For some reason when I set model.cuda() along with the other examples I get the following error:
*** Error in `python’: free(): invalid pointer: 0x00007f8af6c2bae0 ***
However when I no longer set model.cuda() I get no pointer free errors and the model trains fine. Do I have to set .cuda() on every single variable including the criterion?
I am using python2 and using the Udacity Tensorflow g2.2xlarge instance on Amazon AWS.
Here is a link to my code:
.cuda() operation is not inplace for tensors, your should do
input = input.cuda().
That being said it should just raise an error, not fail like that.
I changed everything to
.cuda() now but this is the error I get instead:
THCudaCheck FAIL file=/py/conda-bld/pytorch_1490983232023/work/torch/lib/THC/generic/THCStorage.cu line=66 error=2 : out of memory
Traceback (most recent call last):
File "model.py", line 244, in <module>
train(train_loader, model, criterion, optimizer, epoch)

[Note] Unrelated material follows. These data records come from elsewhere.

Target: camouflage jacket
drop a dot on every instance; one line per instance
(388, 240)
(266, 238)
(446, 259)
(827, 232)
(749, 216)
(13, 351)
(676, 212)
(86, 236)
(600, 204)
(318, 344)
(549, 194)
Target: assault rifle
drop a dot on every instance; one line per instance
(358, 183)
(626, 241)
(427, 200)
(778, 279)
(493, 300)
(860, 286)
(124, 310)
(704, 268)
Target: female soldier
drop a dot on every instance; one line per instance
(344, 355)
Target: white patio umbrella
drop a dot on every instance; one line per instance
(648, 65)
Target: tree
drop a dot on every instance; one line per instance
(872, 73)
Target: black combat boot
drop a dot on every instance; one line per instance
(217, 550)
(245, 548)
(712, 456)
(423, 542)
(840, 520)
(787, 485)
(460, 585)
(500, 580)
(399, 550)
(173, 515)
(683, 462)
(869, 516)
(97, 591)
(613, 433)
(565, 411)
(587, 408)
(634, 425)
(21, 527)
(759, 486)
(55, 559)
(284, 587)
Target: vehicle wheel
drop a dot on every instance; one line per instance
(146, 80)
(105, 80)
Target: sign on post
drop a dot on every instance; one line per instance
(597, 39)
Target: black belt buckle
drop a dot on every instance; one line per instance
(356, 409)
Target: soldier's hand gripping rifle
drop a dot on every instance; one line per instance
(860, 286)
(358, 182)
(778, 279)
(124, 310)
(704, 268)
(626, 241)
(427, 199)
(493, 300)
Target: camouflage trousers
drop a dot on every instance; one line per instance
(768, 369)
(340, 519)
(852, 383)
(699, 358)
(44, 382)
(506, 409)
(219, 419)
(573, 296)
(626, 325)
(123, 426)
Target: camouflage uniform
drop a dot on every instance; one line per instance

File "model.py", line 118, in train
File "/home/ubuntu/anaconda3/lib/python3.5/site-packages/torch/autograd/variable.py", line 146, in backward
self._execution_engine.run_backward((self,), (gradient,), retain_variables)
RuntimeError: cuda runtime error (2) : out of memory at /py/conda-bld/pytorch_1490983232023/work/torch/lib/THC/generic/THCStorage.cu:66
You don’t have enough memory on the GPU, you may want to reduce the batch size.
I get the same error on running the cartpole example with cuda. Hower as mentioned above without cuda it runs fine. The error persists even on reducing the batch_size to 2. Any solutions?
sudo apt-get install libtcmalloc-minimal4
Fixes the error.
It works, thanks. But do you know why?
Indeed it solves the “invalid pointer error”! Can anyone explain why?
Is there any solution to this for someone on an academic institution cluster without sudo privileges?